Velir / dbt-ga4

dbt Package for modeling raw data exported by Google Analytics 4. BigQuery support, only.
MIT License
324 stars 135 forks source link

Add session_traffic_source_last_click fields #348

Open adamribaudo-velir opened 2 weeks ago

adamribaudo-velir commented 2 weeks ago

Description & motivation

Google recently released a new set of fields, session_traffic_source_last_click, documented as:

The session_traffic_source_last_click RECORD contains the last-click attributed session traffic source data across Google ads and manual contexts, where available.

These fields have been added to the base package model.

Checklist

adamribaudo-velir commented 2 weeks ago

@dgitis I ran this and noticed differences between our stg_ga4__sessions_traffic_sources_last_non_direct_daily model and Google's last_click fields. When I looked at the raw events, it looked like our model was more accurate which was weird.

I think it will only confuse people to have 2 definitions of 'session last click attribution' in the package. I suppose we should just include these fields and remove stg_ga4__sessions_traffic_sources_last_non_direct_daily just thought I'd check with you first.

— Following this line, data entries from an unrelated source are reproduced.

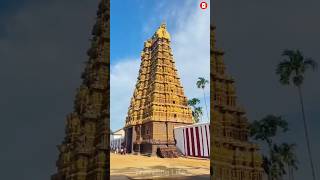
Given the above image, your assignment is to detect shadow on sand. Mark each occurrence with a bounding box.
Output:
[111,166,210,180]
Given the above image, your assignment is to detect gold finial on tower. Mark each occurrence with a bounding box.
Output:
[154,22,170,41]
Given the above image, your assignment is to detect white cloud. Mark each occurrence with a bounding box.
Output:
[111,1,210,130]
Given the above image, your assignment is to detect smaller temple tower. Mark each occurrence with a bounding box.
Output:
[125,24,193,155]
[211,27,263,180]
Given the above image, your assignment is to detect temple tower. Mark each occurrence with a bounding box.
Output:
[125,24,193,155]
[51,0,109,180]
[211,27,263,180]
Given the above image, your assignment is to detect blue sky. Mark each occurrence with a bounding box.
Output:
[110,0,210,130]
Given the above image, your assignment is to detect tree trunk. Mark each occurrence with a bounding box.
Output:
[202,89,210,121]
[298,86,316,180]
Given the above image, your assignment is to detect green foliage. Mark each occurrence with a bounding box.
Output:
[276,50,317,86]
[276,50,317,180]
[188,98,203,123]
[249,115,288,145]
[249,115,298,180]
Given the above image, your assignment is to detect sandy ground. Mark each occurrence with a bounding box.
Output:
[110,153,210,180]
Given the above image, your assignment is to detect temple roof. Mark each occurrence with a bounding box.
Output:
[154,23,170,40]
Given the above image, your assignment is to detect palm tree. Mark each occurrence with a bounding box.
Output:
[276,50,317,180]
[188,98,203,123]
[197,77,209,119]
[249,115,288,180]
[275,143,298,180]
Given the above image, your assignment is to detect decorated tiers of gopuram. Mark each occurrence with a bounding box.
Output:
[211,27,263,180]
[125,24,193,155]
[51,0,109,180]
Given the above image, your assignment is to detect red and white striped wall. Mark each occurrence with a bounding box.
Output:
[174,123,210,157]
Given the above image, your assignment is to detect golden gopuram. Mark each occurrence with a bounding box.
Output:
[125,24,193,155]
[51,0,110,180]
[211,27,263,180]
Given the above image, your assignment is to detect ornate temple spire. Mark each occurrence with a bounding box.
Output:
[211,27,263,180]
[125,24,193,153]
[52,0,109,180]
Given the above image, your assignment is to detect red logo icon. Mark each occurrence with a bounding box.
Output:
[200,1,208,9]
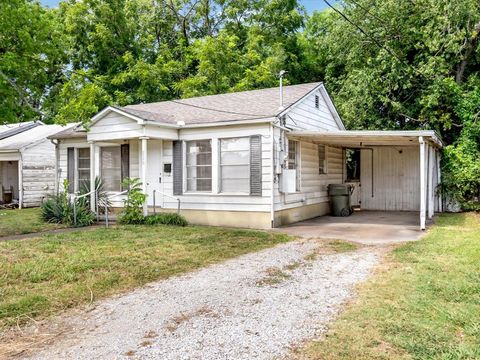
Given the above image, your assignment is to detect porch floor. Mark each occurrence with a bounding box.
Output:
[277,210,425,245]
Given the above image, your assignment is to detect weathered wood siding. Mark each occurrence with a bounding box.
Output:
[360,146,420,211]
[21,139,55,207]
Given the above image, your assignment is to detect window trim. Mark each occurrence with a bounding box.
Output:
[287,139,302,194]
[218,135,251,196]
[183,138,215,194]
[98,144,123,193]
[74,146,92,192]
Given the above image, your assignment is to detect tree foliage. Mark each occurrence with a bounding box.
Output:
[0,0,480,207]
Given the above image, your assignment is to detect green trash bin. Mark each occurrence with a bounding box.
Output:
[328,184,353,216]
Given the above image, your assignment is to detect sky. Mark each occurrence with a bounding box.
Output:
[40,0,335,14]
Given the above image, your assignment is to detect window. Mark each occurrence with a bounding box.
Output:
[345,149,360,181]
[288,140,300,191]
[100,146,122,191]
[220,137,250,194]
[77,148,90,191]
[318,145,327,174]
[186,140,212,191]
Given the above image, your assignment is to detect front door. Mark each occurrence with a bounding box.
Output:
[147,139,163,207]
[345,149,362,207]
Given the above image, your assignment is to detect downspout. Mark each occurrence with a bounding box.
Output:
[270,123,275,229]
[50,139,60,195]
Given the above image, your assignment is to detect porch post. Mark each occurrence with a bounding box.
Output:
[436,151,443,212]
[418,136,426,230]
[428,145,435,219]
[140,136,148,216]
[88,141,98,215]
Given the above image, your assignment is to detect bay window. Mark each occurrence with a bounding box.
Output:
[100,146,122,191]
[186,140,212,192]
[77,148,90,191]
[220,137,250,194]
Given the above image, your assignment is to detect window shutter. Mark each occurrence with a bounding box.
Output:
[173,141,183,195]
[120,144,130,191]
[67,148,75,194]
[250,135,262,196]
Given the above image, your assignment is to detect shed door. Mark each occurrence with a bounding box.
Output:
[361,146,420,211]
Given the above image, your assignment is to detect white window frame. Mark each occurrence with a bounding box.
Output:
[99,144,122,193]
[183,138,212,194]
[74,146,92,192]
[317,144,328,175]
[218,135,251,195]
[287,139,302,193]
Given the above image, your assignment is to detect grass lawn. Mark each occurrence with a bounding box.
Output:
[0,208,65,237]
[0,225,291,330]
[295,213,480,359]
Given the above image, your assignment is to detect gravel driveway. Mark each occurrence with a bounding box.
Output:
[25,240,380,359]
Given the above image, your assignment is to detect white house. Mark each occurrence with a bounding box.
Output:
[49,83,442,228]
[0,122,74,207]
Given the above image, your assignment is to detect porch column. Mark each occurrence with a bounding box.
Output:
[436,151,443,212]
[428,145,435,219]
[418,136,426,230]
[140,136,148,216]
[88,141,98,216]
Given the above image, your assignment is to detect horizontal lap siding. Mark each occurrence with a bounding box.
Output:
[22,140,55,207]
[275,142,343,210]
[286,90,339,131]
[361,147,420,211]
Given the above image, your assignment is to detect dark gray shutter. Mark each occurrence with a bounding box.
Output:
[173,141,183,195]
[250,135,262,196]
[120,144,130,191]
[67,148,75,194]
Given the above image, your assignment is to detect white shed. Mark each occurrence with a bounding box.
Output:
[0,122,73,208]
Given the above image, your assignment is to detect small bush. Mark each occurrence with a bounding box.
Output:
[145,213,188,226]
[41,180,95,226]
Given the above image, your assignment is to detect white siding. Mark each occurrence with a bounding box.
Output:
[22,139,55,207]
[286,89,340,131]
[360,146,420,211]
[275,142,343,210]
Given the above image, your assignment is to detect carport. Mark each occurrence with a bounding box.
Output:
[288,130,442,230]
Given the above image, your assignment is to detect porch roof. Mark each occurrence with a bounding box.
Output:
[287,130,443,148]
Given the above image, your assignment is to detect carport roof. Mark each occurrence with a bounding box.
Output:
[288,130,443,148]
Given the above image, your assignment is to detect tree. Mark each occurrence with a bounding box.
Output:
[0,0,65,122]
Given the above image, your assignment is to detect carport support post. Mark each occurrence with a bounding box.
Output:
[428,145,435,219]
[88,141,98,214]
[140,136,148,216]
[418,136,427,230]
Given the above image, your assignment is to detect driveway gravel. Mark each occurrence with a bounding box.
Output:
[25,240,380,359]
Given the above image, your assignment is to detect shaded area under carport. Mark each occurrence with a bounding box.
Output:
[277,210,425,245]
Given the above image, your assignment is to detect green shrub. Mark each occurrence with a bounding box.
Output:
[118,178,147,224]
[145,213,188,226]
[41,180,95,226]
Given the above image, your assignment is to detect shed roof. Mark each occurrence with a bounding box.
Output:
[0,125,75,152]
[288,130,443,148]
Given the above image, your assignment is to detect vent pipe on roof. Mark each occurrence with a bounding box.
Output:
[278,70,287,110]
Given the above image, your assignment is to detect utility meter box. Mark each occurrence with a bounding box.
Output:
[280,169,297,193]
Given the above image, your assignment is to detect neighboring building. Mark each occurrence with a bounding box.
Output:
[48,83,442,228]
[0,122,74,207]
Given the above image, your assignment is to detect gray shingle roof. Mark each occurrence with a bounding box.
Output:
[120,82,321,125]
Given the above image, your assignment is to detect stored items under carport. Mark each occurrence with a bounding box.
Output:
[328,184,353,216]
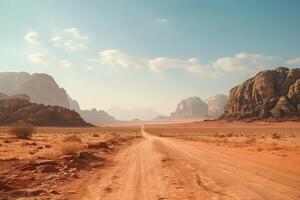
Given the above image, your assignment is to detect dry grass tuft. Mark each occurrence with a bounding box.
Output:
[272,133,281,139]
[64,135,81,143]
[8,123,36,139]
[61,142,83,155]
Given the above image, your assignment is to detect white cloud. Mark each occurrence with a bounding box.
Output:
[209,52,276,72]
[24,32,41,45]
[155,18,169,24]
[98,49,145,68]
[28,53,72,68]
[285,58,300,66]
[50,28,88,51]
[64,27,88,40]
[96,49,276,76]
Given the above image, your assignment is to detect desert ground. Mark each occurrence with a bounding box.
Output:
[0,121,300,200]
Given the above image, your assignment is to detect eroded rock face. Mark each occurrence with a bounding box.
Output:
[68,96,117,124]
[222,67,300,119]
[208,94,227,117]
[0,72,69,108]
[170,97,208,119]
[0,99,91,126]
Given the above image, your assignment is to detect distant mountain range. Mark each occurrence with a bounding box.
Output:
[107,106,161,121]
[0,93,92,127]
[154,94,227,120]
[0,72,116,124]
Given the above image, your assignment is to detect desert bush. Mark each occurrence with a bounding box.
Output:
[245,137,256,145]
[8,123,36,139]
[60,142,83,155]
[64,135,81,143]
[272,133,281,139]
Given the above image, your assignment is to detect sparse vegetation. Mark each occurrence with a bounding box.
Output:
[61,142,83,155]
[272,133,281,139]
[8,123,36,139]
[64,135,81,143]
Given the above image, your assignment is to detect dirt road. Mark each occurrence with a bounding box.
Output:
[75,126,300,200]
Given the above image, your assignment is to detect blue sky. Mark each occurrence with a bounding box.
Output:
[0,0,300,114]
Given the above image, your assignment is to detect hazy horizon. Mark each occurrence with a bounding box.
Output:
[0,0,300,114]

dgitis commented 2 weeks ago

The advantage of our method over Google's is that we don't decouple the attribution fields where GA4 does.

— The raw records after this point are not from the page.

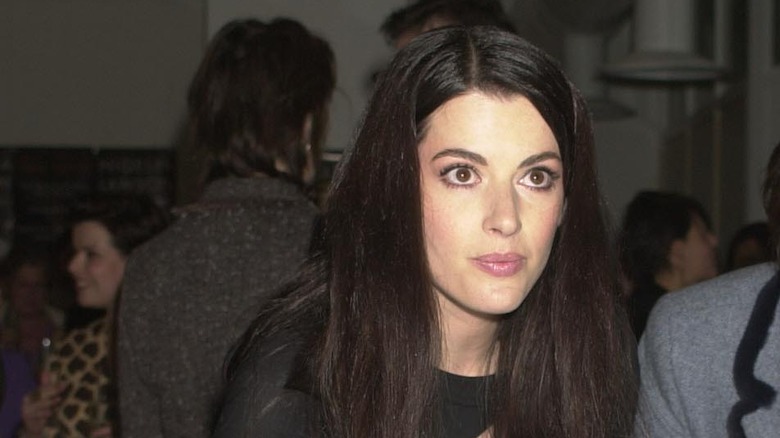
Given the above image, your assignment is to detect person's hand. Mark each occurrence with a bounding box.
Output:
[22,372,65,437]
[89,426,112,438]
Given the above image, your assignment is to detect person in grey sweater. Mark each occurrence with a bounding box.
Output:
[117,19,335,438]
[634,145,780,438]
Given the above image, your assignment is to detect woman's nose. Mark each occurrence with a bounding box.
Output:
[483,187,521,236]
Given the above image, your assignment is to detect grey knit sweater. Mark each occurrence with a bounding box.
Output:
[117,178,317,438]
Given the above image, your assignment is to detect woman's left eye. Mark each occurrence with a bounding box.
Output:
[520,169,556,189]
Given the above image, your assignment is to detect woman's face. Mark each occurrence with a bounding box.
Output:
[419,92,564,323]
[68,221,125,309]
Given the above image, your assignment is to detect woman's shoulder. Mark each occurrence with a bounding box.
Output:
[213,332,317,437]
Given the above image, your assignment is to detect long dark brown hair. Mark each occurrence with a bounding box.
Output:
[229,27,636,438]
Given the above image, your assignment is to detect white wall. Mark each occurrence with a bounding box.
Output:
[0,0,204,147]
[208,0,406,150]
[746,0,780,220]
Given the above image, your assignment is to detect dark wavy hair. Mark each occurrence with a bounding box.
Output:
[228,27,636,438]
[187,18,336,184]
[618,191,710,284]
[69,193,170,256]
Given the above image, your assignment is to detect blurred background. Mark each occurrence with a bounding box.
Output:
[0,0,780,264]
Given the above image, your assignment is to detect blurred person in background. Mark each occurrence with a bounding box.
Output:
[726,222,773,271]
[22,194,167,438]
[119,19,336,438]
[618,191,718,339]
[634,144,780,438]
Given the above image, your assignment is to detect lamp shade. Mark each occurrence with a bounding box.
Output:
[602,0,725,82]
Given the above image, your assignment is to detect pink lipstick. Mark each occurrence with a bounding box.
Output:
[472,253,525,277]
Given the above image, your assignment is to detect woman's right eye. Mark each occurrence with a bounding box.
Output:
[441,165,479,186]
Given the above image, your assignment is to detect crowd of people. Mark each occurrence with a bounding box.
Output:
[0,0,780,438]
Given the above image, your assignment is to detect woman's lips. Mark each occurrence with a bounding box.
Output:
[472,253,525,277]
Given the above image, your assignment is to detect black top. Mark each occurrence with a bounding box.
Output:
[439,371,493,438]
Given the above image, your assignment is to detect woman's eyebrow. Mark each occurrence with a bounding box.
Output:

So, if you see source / medium / campaign from sessions in this order from earliest to latest:

facebook / paid_social / my_fb_campaign google / organic direct

The last, non direct source / medium / campaign in GA4 would be google / organic / my_fb_campaign while the package would return google / organic / null.

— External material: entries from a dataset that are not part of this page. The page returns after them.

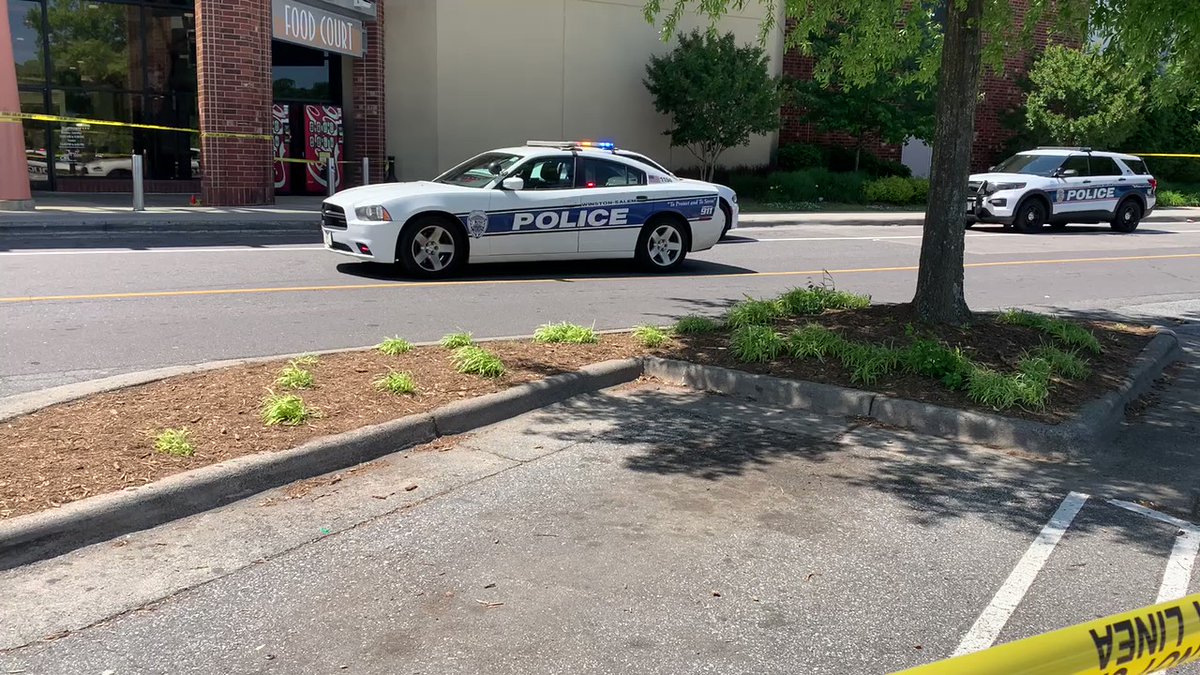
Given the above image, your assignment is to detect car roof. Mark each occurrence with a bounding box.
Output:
[1018,148,1141,161]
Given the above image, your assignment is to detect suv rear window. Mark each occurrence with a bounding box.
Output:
[1121,160,1150,175]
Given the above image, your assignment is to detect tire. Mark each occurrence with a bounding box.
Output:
[634,216,691,273]
[1013,198,1049,234]
[1109,199,1142,234]
[396,216,467,279]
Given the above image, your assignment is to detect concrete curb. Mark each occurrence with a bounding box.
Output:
[646,329,1182,458]
[0,359,642,569]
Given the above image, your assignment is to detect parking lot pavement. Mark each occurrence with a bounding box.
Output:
[0,383,1200,675]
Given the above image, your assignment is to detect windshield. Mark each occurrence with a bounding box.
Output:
[992,155,1063,175]
[433,153,521,187]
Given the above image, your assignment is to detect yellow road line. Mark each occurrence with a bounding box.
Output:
[0,253,1200,303]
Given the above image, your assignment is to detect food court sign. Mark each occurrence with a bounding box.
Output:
[271,0,362,56]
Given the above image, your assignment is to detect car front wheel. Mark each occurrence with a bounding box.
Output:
[396,219,467,279]
[634,217,691,271]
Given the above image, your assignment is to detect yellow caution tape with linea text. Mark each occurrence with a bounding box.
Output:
[0,110,272,141]
[893,595,1200,675]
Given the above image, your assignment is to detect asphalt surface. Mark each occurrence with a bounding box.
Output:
[0,214,1200,396]
[0,379,1200,675]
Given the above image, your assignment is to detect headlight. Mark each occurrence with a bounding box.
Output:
[988,183,1025,195]
[354,204,391,221]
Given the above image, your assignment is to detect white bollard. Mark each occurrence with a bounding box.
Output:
[131,155,146,211]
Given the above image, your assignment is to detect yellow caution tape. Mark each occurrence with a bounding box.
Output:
[894,595,1200,675]
[0,110,272,141]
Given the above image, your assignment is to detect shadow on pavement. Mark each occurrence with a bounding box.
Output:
[337,259,755,282]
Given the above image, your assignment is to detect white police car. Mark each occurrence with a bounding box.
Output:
[967,148,1158,233]
[613,149,738,239]
[322,141,726,277]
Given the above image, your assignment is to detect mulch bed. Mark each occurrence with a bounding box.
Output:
[0,305,1153,519]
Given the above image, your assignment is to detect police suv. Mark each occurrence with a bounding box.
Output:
[322,141,728,277]
[967,148,1158,233]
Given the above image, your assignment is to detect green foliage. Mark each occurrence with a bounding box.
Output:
[967,368,1050,410]
[259,392,314,426]
[374,370,416,395]
[863,175,917,204]
[671,313,724,335]
[440,331,475,350]
[533,321,600,345]
[901,338,972,389]
[997,310,1102,354]
[643,31,781,180]
[730,324,786,363]
[154,429,196,458]
[1025,44,1146,148]
[769,169,866,204]
[1021,345,1092,380]
[275,359,312,389]
[634,325,671,350]
[376,338,413,357]
[775,143,826,171]
[451,345,504,377]
[725,297,784,328]
[778,285,871,316]
[785,323,845,359]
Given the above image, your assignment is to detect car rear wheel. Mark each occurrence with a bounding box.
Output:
[1013,199,1046,234]
[634,217,691,271]
[396,217,467,279]
[1109,199,1141,234]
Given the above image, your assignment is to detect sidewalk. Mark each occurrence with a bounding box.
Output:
[0,193,1200,235]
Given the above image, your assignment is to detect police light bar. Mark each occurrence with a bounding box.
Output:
[526,141,617,150]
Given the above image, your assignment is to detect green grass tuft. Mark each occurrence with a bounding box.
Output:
[997,310,1103,354]
[260,392,314,426]
[275,360,312,389]
[725,298,784,328]
[154,429,196,458]
[376,338,413,357]
[730,325,786,363]
[1031,345,1092,380]
[671,313,721,335]
[440,331,475,350]
[533,321,600,345]
[634,325,671,350]
[451,345,504,377]
[374,370,416,394]
[779,286,871,316]
[787,323,844,359]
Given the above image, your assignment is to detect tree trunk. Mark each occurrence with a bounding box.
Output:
[912,0,984,324]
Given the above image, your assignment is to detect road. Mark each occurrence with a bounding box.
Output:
[0,214,1200,396]
[0,386,1200,675]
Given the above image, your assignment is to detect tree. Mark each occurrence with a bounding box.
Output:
[643,31,781,180]
[644,0,1200,323]
[787,26,934,171]
[1025,44,1146,148]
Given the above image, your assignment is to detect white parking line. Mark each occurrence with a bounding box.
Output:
[0,244,324,256]
[954,492,1087,656]
[1109,500,1200,604]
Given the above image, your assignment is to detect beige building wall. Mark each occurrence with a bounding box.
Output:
[385,0,782,180]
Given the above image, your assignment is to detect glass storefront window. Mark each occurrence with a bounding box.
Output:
[8,0,46,84]
[46,0,142,89]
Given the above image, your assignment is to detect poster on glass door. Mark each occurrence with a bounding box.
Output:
[271,103,292,192]
[304,106,343,193]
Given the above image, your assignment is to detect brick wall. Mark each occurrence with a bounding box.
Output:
[350,2,388,183]
[196,0,275,207]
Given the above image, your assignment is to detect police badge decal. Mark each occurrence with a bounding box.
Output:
[467,211,487,239]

As with my comment on the other PR, should we maybe make this configurable?

The advantages of using Google's definitions are as follows:

While the advantage of our definitions are as follows:

I'm thinking that we create a use_google_attribution_fields variable.

At this stage, the new variable only enables these fields in the base model, but in the future we could modify our various attribution models to detect this variable and return vastly different SQL depending on the configuration.